Marc and I like to experiment in the kitchen and given the exceptionally crappy weather in Seattle recently, we've been doing a lot of it. A friend of mine on Facebook responded to one of my statuses and complained that we make her hungry and jealous, which kind of reminded me that we're overdue on a 'home cooking' entry.

Some recent recipes include Cinnamon Basil Chicken, Osso Buco with Pine Nut Gremolata and the Dry Aged Ribeye (a favorite of our guests) - those recipes can be found here in a previous entry.

We served Savory Potato Gratin from The Herbal Kitchen by Jerry Traunfeld with the osso buco. Even though I like Danny Meyer's version known as Creamy Potato-Gruyere Gratin, I happened to like Chef Traunfeld's version better because it wasn't as heavy.

Another dish that we just made this week is Roast Chicken with Pancetta recipe in the most recent edition of Gourmet magazine. From the same edition, we also made Braised Cannellini Beans with Garlic, Marjoram, and Oregano - scroll down (you need to register on Gourmet's website - it's free - to get this recipe). I substitued in flageolet beans for the cannellinis to make this work and added in a little bit of mascarpone cheese to make this a bit creamier. Good stuff and both recipes are shown in the picture on the left.

We also made some homemade pizza that I'll let Marc talk about in terms of the dough, but I like to top mine with pancetta (bacon makes everything better), shitake mushrooms, spinach, and some of my Sottocenere al Tartufo. We've done a hybrid lasagna that does a little combo of Marc's favored lasagna recipe vs. my favorite lasagna recipe.
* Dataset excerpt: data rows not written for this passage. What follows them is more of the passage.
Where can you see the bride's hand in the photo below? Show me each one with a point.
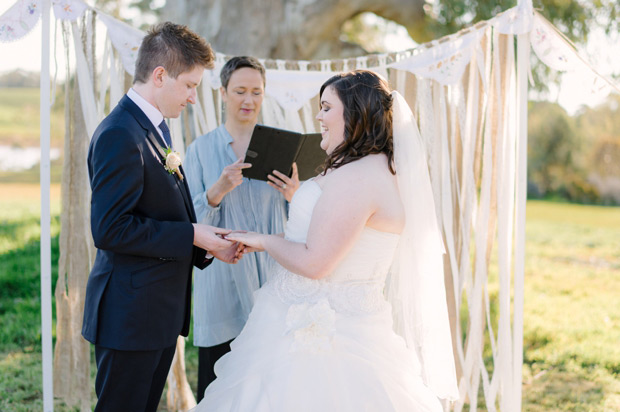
(253, 241)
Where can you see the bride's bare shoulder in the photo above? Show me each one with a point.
(364, 172)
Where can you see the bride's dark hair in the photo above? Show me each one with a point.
(367, 117)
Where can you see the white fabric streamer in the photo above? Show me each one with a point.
(416, 286)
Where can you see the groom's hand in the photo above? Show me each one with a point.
(230, 255)
(210, 238)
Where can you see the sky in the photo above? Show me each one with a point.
(601, 51)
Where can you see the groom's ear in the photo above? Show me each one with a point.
(158, 76)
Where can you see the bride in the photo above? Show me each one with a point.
(355, 318)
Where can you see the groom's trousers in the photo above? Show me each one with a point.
(131, 381)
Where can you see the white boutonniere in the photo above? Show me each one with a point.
(173, 162)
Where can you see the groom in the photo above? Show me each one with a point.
(143, 225)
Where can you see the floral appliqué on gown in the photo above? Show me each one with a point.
(322, 345)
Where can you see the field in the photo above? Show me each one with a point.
(19, 117)
(572, 315)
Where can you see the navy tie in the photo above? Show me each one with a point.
(166, 132)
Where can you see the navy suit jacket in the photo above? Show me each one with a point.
(139, 290)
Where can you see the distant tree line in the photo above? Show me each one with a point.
(575, 158)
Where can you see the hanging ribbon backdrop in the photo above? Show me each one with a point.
(465, 91)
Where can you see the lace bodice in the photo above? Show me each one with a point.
(356, 285)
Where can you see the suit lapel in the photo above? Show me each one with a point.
(155, 140)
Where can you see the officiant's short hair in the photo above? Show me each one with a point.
(239, 62)
(174, 47)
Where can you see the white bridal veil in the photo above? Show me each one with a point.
(416, 288)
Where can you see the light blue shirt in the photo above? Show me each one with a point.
(223, 293)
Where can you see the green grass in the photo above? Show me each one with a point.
(572, 310)
(19, 110)
(572, 315)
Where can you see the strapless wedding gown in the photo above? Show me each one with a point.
(322, 345)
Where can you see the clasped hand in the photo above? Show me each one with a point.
(211, 239)
(252, 241)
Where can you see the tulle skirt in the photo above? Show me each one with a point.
(307, 357)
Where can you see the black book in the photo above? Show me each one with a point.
(277, 149)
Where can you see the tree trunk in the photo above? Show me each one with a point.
(286, 29)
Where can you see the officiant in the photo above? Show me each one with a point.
(222, 197)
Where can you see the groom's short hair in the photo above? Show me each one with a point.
(174, 47)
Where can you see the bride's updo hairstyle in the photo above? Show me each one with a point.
(367, 117)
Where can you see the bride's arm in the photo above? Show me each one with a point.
(346, 203)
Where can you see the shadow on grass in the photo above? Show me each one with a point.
(20, 295)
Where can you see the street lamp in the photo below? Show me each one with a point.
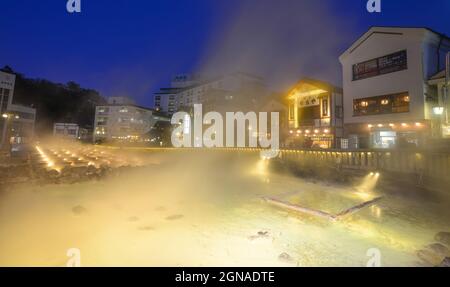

More goodness to come out of the kitchen.

We've been busy conjuring up pairing ideas for our 2006 Purple Teeth Cellars Eaglepoint Ranch Petite Sirah. So far, we have two outstanding pairings that you should check out including a Pan-Seared Duck with Plum Sauce and Creamy Mascarpone Polenta recipe (pictured on right), as well as a Braised Short Ribs with Cocoa Powder, Assorted Spices and Scallions recipe.

Let's see... what else have we been cooking? Oh yes, the French Onion Soup from Tyler Florence's cookbook - Tyler's Ultimate. And from the same cookbook - the Ultimate Spinach Salad, which is quickly becoming a mainstay recipe in our kitchen.

Marc got us this awesome cookbook, which focuses on food pairings with Washington State wines - Cooking with the Wines of Washington. One recipe we tried recently, which Marc thought was awesome was the Fort Walla Walla Cellars Sweet and Sour Pork Ribs. If you want the recipe, just ping me - it was really simple, but really, really tasty!

On a recent plane ride, I picked up an issue of Saveur and decided to make a Hanger Steak with Bordelaise Sauce based on this recipe. Liked that. The Butternut Squash Puree that I attempted - hmmm.... not one of my better efforts. But Marc's efforts around the Herb Gnocchi from Thomas Keller's Bouchon cookbook led to great results.

So there you have it. Lots of cooking going on in the kitchen here in Seattle. Most of it successful, too! And of course, we have been drinking some great wine to go with these dishes. I think I'll have to recap that in another entry.